Move will help banks raise more money from the market, says Rajiv Takru
The Centre on Wednesday said it has allocated Rs 2,000 crore to State Bank of India and Rs 1,800 crore to IDBI Bank as part of its plan to infuse Rs 14,000 crore in fresh capital to 20 public sector banks.
“The capital infusion is done with the twin objective of adequately meeting the credit requirement of the productive sectors of the economy as well as to maintain regulatory capital adequacy ratios,” a Finance Ministry statement said.
This infusion will help banks raise more money from the market. “Banks can raise Rs 10,000 crore from the market against the Government’s Rs 14,000-crore infusion,” Rajiv Takru, Financial Services Secretary, told newspersons here. The Centre’s capital infusion plan covers almost all PSBs, with SBI getting the largest share.
The capital infusion will ensure that banks have 8 per cent Tier-1 capital (core capital consisting of equity capital and disclosed reserves) by the end of the current fiscal. Banks will allot preferential shares to the Centre in lieu of the capital infusion. Post-infusion, banks will be allowed to raise Tier-1 capital from the markets in proportion to the amount infused by the Centre. This will help maintain the Centre’s level of shareholding. Banks can take the Qualified Institutional Placement (QIP) or rights issue routes to do so.

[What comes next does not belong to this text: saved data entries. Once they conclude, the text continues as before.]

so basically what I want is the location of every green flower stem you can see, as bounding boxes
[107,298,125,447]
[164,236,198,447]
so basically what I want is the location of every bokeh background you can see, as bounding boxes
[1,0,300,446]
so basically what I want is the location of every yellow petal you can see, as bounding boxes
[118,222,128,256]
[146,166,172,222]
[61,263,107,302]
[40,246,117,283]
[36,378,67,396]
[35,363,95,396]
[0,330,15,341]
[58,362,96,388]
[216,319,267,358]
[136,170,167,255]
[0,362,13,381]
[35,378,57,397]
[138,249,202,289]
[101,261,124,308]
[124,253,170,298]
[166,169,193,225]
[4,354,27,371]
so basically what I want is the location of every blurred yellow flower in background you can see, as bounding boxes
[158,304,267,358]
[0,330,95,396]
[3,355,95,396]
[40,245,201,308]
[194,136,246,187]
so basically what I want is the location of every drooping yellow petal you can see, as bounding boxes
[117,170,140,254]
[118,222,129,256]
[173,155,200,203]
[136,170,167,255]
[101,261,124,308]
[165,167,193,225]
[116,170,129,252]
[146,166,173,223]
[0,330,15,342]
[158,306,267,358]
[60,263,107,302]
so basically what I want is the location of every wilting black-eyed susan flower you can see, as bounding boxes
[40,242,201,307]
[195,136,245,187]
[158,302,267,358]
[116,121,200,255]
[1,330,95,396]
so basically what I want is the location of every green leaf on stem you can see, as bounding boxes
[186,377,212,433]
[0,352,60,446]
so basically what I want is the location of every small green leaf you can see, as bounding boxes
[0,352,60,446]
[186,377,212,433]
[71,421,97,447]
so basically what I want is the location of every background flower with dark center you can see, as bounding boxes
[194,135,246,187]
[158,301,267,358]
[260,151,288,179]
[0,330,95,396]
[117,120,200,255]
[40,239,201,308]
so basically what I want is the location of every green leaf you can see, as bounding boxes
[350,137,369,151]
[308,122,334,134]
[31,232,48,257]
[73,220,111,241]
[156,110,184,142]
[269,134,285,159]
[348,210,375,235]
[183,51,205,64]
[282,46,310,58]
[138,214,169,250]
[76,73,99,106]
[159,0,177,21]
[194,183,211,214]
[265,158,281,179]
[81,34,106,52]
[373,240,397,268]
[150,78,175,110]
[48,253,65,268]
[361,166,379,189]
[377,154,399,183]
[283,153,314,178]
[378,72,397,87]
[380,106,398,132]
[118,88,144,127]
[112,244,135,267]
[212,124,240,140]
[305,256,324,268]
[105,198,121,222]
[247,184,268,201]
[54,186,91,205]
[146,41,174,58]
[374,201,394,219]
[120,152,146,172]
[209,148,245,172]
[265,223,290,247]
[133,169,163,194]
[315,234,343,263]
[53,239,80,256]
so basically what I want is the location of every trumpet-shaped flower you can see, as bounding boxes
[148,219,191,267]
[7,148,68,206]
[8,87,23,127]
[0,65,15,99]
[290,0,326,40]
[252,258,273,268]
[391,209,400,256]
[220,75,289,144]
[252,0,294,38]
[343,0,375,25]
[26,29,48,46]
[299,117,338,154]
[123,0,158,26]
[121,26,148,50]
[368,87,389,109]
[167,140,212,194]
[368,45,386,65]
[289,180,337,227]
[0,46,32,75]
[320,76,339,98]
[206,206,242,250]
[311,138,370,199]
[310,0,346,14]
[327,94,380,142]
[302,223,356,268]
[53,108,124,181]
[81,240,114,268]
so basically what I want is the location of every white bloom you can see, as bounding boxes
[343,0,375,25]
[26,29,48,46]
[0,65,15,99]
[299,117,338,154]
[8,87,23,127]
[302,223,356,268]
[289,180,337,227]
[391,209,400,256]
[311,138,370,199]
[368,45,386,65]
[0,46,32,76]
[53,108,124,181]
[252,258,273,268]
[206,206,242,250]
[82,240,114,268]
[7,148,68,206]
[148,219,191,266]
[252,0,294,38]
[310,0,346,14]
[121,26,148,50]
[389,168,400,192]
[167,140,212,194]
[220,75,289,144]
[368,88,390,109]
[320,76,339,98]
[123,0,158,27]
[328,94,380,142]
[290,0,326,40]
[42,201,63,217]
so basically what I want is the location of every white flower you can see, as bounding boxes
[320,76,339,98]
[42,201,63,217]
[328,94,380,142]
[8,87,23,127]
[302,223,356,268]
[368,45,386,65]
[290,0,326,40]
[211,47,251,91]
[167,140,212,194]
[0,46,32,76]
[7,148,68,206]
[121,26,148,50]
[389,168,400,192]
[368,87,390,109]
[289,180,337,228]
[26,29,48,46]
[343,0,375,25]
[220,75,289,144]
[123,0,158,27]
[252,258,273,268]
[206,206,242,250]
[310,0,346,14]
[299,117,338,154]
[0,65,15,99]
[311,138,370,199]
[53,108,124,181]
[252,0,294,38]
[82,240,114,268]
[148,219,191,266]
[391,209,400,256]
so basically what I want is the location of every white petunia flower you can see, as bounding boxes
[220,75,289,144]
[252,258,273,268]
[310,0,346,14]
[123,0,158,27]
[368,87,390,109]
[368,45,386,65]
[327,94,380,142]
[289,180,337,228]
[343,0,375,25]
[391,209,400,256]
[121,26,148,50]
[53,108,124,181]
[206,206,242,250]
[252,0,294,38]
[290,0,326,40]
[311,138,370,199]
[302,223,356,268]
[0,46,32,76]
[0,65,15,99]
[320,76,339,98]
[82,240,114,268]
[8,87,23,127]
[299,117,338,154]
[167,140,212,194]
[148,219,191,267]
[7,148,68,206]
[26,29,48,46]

Since capital infusion will help expand the capital base, banks can use the expanded base to allocate fresh shares to qualified institutions and existing shareholders under the rights issue mechanism.
SBI has already said it would take a decision on raising funds through the QIP route within a month. Though it did not announce the amount to be raised, the capital infusion can help it raise Rs 1,500-1,700 crore.
The Finance Ministry also made it clear that any additional capital infusion would be done on the basis of banks’ performance under the concessional rate scheme.
It had announced last month that additional amount of capital will be provided to banks to enable them to lend to borrowers in sectors such as two-wheelers and consumer durables at lower rates in order to stimulate demand.
With the additional capital, the Ministry also expects higher profits which, in turn, will result in higher dividend payouts to the Government. Public sector banks together recorded around Rs 35,000 crore as profit last year.